Porque o futebol italiano faliu, por Fabrizio Bocca

Após a noite terrível de Old Trafford, após os gols de Wayne Rooney parar o Milan, com três das quatro equipes italianas já desclassificadas na LC, aqui estão dez razões para a discussão em torno da crise no futebol italiano em si. E sem pensar que, se a Inter se classificar na semana que vem, os problemas estão todos resolvidos. E também sem usar como desculpa o fato de que mesmo que o Real Madrid, que gastou 200 milhões de euros para reforçar em si foi eliminada, no seu conjunto não é um crime acontecer para nós. A Itália fracassa na Europa há três anos.

1 – Temos um futebol velho e exausto, apostando em ex-jogadores em atividade, que já foram grandes mas não são mais. Del Piero na Juventus, Totti na Roma ou Inzaghi e Gattuso no Milan. Os grandes clubes são renovados timidamente e da maneira errada.

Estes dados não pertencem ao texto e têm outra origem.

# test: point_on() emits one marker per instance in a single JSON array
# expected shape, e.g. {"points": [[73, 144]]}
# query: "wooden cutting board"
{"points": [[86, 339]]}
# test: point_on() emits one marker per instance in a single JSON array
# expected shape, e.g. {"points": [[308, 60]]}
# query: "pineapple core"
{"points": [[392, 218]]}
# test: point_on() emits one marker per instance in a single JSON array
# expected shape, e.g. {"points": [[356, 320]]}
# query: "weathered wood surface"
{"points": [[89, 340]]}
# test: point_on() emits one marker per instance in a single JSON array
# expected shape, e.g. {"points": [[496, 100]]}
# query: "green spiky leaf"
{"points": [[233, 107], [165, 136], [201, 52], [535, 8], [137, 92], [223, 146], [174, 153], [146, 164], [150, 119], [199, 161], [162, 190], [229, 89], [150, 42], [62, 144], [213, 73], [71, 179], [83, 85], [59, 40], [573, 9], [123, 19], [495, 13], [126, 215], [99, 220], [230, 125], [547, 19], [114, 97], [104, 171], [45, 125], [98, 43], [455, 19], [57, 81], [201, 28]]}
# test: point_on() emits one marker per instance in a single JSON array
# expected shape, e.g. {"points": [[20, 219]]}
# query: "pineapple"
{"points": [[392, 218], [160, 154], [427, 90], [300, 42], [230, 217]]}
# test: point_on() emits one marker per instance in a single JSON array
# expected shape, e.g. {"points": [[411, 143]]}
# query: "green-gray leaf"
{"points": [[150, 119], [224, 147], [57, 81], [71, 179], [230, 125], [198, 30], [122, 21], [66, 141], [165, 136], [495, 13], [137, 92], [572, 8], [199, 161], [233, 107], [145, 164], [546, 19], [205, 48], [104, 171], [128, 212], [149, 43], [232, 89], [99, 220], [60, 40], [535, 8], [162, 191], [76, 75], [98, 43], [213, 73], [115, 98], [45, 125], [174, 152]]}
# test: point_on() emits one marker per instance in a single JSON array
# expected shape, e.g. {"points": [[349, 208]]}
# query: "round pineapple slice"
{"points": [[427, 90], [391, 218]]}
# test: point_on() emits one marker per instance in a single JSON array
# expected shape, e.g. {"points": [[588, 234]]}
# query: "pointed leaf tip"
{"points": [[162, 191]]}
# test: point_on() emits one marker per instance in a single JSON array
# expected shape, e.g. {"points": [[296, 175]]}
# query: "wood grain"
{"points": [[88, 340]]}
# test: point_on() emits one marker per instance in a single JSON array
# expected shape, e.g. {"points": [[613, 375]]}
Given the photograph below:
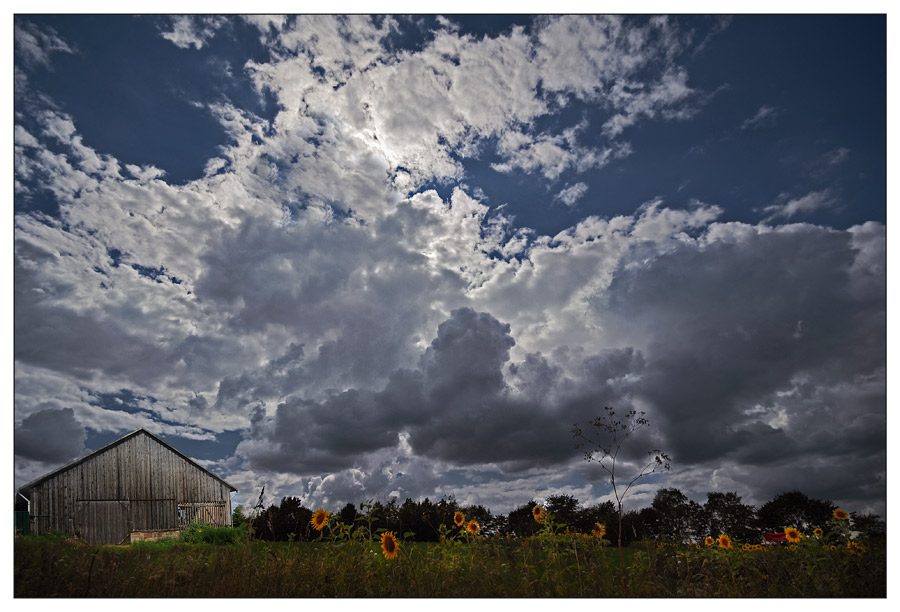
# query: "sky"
{"points": [[352, 258]]}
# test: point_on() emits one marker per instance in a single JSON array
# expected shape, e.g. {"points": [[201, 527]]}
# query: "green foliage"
{"points": [[198, 532], [551, 564]]}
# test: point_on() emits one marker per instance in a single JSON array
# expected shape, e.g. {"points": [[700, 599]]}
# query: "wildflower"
{"points": [[792, 535], [319, 519], [389, 545]]}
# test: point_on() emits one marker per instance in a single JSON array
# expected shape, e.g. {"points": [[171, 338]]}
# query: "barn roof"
{"points": [[26, 489]]}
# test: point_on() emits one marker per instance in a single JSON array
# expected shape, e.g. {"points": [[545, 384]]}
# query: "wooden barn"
{"points": [[136, 488]]}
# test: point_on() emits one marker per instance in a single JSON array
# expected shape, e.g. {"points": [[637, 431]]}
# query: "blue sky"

2 – Contrata-se mal com o pouco dinheiro que há. Beckham para o Milan faz pouco sentido, se não do ponto de vista da imagem. Clubes estrangeiros, especialmente britânicos, têm agora organizações muito melhores vide a venda de Ronaldo (que contratou Valencia) ea equipe multirracial de Wenger no Arsenal.

3 – Os clubes italianos raramente investem em jovens e os que o fazem os obrigam a anos de banco de reservas antes de dar-lhes tempo de jogo. Balotelli está sempre em discussão na Inter e Giovinco jamais teve fé na Juventus. E por aí vai.

4 – Estamos em uma crise financeira. É verdade que nós gastamos muito menos no mercado, mas também é verdade que tudo o que os compromissos com os grandes clubes ainda pagam valores muito altos, ver os grandes salários de Ronaldinho e Eto o. Nós não temos dívidas do futebol Inglês, mas também é verdade que as estruturas do futebol italiano já são velhas e inadequadas para competir internacionalmente. A loja do Man Utd vendeu milhares de camisetas de Rooney ontem a £ 65 cada uma: uma máquina de fazer dinheiro para Old Trafford, na Inglaterra e em todo o mundo. Falamos muito, mas nós vendemos nosso futebol de forma errada. Contamos apenas com receitas de TV ou quase isso. A TV, entre outros, infla o futebol em si, eliminando o estímulo e vontade de construir novos estádios, e adaptado às necessidades modernas. Os presidentes jogaram fora as oportunidades no passado. Ninguém os impediu de apostar só no dinheiro da TV e não construir estádios.

5 – Muitos jogadores e treinadores, em particular, muitos agora preferem ir para o estrangeiro nível, um claro sinal de perda do apelo do futebol italiano. O que obviamente é um pouco mais pobre de todos os pontos de vista.

6 – A Itália estúpida e inexplicavelmente menospreza a Europa League, mas mesmo com esta competição pode ser secundário a marcar pontos para ranking da Uefa. E ganhar um bom dinheiro se você chegar longe.

7 – Depois da conquista do Milan em 2007, ninguém  – federação, clubes e dirigentes – investiu em novas legislações e estruturas. Os clubes brigam entre si e não conseguem fazer frente ao futebol de fora. Todos têm os mesmos problemas: crise financeiraestádios, relações com a TV, divisões de base – especialmente fora da Série A – e assim por diante.

8 – A falta de concorrência nos últimos anos com o domínio da Inter produziu um campeonato medíocre. Os campeonatos Inglês, Espanhol e Alemão são mais equilibrados e interessantes. Estamos superados por estas escolas de futebol.

9 – Temos um futebol feio, covarde, excessivamente tático. O futebolista moderno é um mix de força física e talento, ou pelo menos resistência (Rooney, Cristiano Ronaldo, Messi, Villa, etc) e temos pouquíssimos jogadores assim.

10 – A nossa especialidade são as queixas sobre a arbitragem – no campeonato e na Liga dos Campeões. Nós fizemos do replay um totem absurdo do mal. Isso produziu uma subcultura que tende a atribuir a derrota a um fator externo, em uma conspiração e nunca fazer uma análise séria das suas responsabilidades. Em suma, temos uma cultura de derrota. E não sabemos mais como vencer.

PS: A versão original deste artigo foi publicada no jornal La Repubblica.

Cassiano Gobbet
Cassiano Gobbet é jornalista, formado pela Universidade de São Paulo e mestre em jornalismo digital pela Bournemouth University.